Not far down the road is Old Halls Creek, where the first gold was discovered in Western Australia and where the WA gold rushes began. It was in 1885 that Charles Hall found a 28oz nugget.

This area was known as the ‘Golden West’. Old Halls Creek was the site of the original gold mining community where prospectors followed the gold up the creeks and gullies from Brockman to Old Halls Creek. Today, some of the original mud buildings are protected from the belting sun and weather by a huge shed.

Duncan Road
The Great Wall of China, near Halls Creek.

The 1885 gold rush was short and sharp here, but it bought people from the coast and from as far away as California. At its peak, the town had stores for commercial and private trade. Out the back of the old town is a memorial for the RFDS that was erected for its 90th anniversary, as this is the location where the idea for a remote doctor service originated. In July 1917, following the accident of stockman Jim Darcy, the Royal Flying Doctor Service was born.
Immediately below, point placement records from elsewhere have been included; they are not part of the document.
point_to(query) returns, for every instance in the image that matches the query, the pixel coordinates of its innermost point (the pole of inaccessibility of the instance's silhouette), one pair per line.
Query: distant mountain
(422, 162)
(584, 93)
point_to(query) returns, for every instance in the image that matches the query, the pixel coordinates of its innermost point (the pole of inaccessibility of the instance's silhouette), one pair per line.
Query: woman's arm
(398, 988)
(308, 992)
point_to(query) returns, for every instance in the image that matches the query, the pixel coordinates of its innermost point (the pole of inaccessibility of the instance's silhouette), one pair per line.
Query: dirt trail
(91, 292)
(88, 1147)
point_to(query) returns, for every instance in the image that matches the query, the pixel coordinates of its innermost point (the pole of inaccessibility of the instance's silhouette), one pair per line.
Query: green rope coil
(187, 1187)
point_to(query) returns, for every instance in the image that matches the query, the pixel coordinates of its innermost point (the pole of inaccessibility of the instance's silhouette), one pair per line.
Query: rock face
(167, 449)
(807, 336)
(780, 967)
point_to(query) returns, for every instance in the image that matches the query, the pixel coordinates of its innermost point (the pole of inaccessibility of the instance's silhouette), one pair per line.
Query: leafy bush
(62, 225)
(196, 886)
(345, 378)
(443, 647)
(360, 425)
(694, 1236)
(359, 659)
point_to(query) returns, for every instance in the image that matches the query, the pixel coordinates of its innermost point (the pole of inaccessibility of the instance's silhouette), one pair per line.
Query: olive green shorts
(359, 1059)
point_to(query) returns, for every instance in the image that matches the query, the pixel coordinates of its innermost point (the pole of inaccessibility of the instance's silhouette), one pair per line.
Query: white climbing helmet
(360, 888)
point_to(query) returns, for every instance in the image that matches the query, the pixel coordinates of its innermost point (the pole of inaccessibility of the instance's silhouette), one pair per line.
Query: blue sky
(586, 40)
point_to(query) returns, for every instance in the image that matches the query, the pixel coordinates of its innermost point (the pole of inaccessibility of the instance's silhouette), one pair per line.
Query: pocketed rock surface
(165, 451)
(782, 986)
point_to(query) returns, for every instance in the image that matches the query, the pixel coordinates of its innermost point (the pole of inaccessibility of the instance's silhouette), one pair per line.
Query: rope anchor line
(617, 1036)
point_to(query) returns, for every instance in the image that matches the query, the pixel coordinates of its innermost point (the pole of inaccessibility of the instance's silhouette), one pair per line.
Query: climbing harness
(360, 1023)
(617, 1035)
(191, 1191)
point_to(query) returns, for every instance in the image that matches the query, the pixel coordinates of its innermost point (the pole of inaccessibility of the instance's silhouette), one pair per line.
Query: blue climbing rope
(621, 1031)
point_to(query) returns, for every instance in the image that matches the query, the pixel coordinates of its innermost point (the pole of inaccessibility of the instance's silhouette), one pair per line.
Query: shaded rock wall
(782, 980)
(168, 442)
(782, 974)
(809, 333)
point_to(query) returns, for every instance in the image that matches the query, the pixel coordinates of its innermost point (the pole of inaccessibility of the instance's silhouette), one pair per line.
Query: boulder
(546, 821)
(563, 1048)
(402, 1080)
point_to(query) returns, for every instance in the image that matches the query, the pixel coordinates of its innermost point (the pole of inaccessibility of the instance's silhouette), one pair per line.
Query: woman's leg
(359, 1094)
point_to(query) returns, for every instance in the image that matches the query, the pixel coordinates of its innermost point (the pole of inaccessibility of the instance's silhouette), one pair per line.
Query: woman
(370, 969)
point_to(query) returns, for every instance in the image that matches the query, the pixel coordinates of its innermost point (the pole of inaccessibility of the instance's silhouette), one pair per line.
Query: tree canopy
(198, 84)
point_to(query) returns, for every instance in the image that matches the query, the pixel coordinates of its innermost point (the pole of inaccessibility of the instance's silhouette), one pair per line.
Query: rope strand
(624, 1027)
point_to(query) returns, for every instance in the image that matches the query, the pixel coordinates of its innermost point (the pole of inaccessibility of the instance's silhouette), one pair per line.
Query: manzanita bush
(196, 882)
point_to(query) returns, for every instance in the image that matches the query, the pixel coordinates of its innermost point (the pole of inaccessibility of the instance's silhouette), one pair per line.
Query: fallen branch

Further towards Halls Creek, a natural phenomenon in which softer rock has weathered away, leaving a striking pure white quartz wall rising up to 6m, has occurred. Called China Wall, the white quartz stands out as it carries on into the distance over several mountains and into the gullies. It’s said that this wall of quartz can be followed all the way north to Kununurra.

With nearly 500km under my belt, I needed to head into Halls Creek to fuel up, but not before finding a couple of old stone huts on nearby Sophie Downs Station.

If you are in no rush and like getting off the main roads, driving through stunning scenery, setting up at amazing camp sites, then this explore is a no-brainer. With amazing history and dramatic landscapes following the Ord River, I personally consider the Duncan Road one of the most scenic roads in the whole Kimberley.



Duncan Road is a 445km drive north-south on the eastern side of the WA border, from the Savannah Way to Halls Creek. With another 100km of side diversions, this is one great adventure drive. I found it full of amazing scenery and structures. The added exploration of Old Halls Creek and the stunning Sawpit Gorge was well worth the three-day detour. 


Stunning landscapes on the eastern side of the amazing Bungle Bungle Range right down into the southern end, with camping at Sawpit Gorge and exploring the mud hut ruins of Old Halls Creek, plus the story behind the origins of the RFDS.


Most relevant information can be found on the WA’s Kimberley map or atlas. A remote yet straightforward drive, it’s about the history and natural wonders. Road conditions can be found on both the WA and NT shire sites as Duncan Road wanders south through both states.